A URL can only safely carry a small alphabet, so every other byte travels disguised as %XX — decoding is just reading those disguises back into bytes.

The idea

A URL is allowed to contain only a limited set of characters. Anything reserved (like &, /, ?) or outside plain ASCII (like é or ) gets percent-encoded: each raw byte becomes a % followed by that byte’s two hex digits.

Decoding walks the string left to right. A normal character copies straight through. When it meets a %, it reads the next two hex characters, turns them into one byte, and collects bytes into a buffer. Once a complete UTF-8 sequence has been gathered, that buffer decodes into a single Unicode character — which is how %E2%9C%93 (three bytes) becomes one .

See it work

Input
Pending bytes (UTF-8 in progress)
Decoded output
Press play, or step through one move at a time.

How it works

Scan the string. On a literal character, keep its byte. On %, read the next two hex digits and turn them into one byte. Collect all the raw bytes, then decode the whole byte stream as UTF-8 at the end — a single multi-byte character only resolves once all of its bytes have arrived. Note that + means a space only in application/x-www-form-urlencoded data (typically the query string), never in the path.

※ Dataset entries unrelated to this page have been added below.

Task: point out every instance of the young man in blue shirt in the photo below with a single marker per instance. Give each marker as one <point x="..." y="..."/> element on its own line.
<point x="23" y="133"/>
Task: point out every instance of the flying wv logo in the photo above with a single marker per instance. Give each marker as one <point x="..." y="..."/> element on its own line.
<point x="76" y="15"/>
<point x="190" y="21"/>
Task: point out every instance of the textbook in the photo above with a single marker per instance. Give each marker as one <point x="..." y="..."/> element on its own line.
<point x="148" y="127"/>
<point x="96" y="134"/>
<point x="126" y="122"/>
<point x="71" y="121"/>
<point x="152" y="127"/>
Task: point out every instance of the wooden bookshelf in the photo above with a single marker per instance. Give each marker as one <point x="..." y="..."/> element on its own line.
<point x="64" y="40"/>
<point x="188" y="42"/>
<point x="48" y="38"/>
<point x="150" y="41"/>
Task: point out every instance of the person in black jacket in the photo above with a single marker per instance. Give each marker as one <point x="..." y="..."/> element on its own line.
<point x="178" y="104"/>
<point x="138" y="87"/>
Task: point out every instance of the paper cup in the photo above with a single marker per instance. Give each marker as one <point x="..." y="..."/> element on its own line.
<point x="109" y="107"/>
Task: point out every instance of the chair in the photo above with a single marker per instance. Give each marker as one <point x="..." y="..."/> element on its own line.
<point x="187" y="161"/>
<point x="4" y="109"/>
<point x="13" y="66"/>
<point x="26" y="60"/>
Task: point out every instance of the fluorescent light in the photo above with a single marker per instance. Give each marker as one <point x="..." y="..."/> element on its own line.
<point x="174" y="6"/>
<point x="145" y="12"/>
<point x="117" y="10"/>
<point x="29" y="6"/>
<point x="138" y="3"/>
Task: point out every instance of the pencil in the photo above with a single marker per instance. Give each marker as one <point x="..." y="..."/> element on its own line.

def percent_decode(s, form=False):
    raw = bytearray()
    i = 0
    while i < len(s):
        c = s[i]
        if c == '%':
            # need exactly two hex digits after the '%'
            hex2 = s[i+1:i+3]
            if len(hex2) != 2 or not all(h in '0123456789abcdefABCDEF' for h in hex2):
                raise ValueError(f"malformed escape at {i}: {s[i:i+3]!r}")
            raw.append(int(hex2, 16))   # one byte, e.g. 'C3' -> 0xC3
            i += 3
        elif c == '+' and form:
            raw.append(0x20)            # '+' is space ONLY in form data
            i += 1
        else:
            raw.extend(c.encode('utf-8'))
            i += 1
    return raw.decode('utf-8')          # interpret the byte stream as UTF-8

Cost / trade-offs

AspectCostWhy
Decode timeO(n)One left-to-right pass; each char or escape is read once.
Extra spaceO(n)A byte buffer plus the output string; both bounded by input length.
Size when encoded~3× per byteOne encoded byte (%XX) is 3 characters; non-ASCII chars cost 3 chars per UTF-8 byte.
Double-encodingAmbiguity hazardEncoding twice turns % into %25; decoding the wrong number of times changes the result.

Watch out for

Worked example

Take caf%C3%A9. The letters c, a, f copy straight through as the bytes 63 61 66. Then %C3 yields the byte 0xC3 — in binary 11000011, a UTF-8 lead byte whose top bits announce a 2-byte sequence, so we wait for one more. %A9 yields 0xA9 (10101001), a valid continuation byte in the 0x80–0xBF range. Together C3 A9 decode to é, giving the word café. Add %20%26%20%E2%9C%93 and you get café & ✓, where the three bytes E2 9C 93 form one check mark.

Check yourself

A web app finds %252e%252e%252f in a path and decodes it twice to “clean it up.” What does it end up with, and why is that a problem?

In a URL path (not the query string), what does a+b%20c decode to?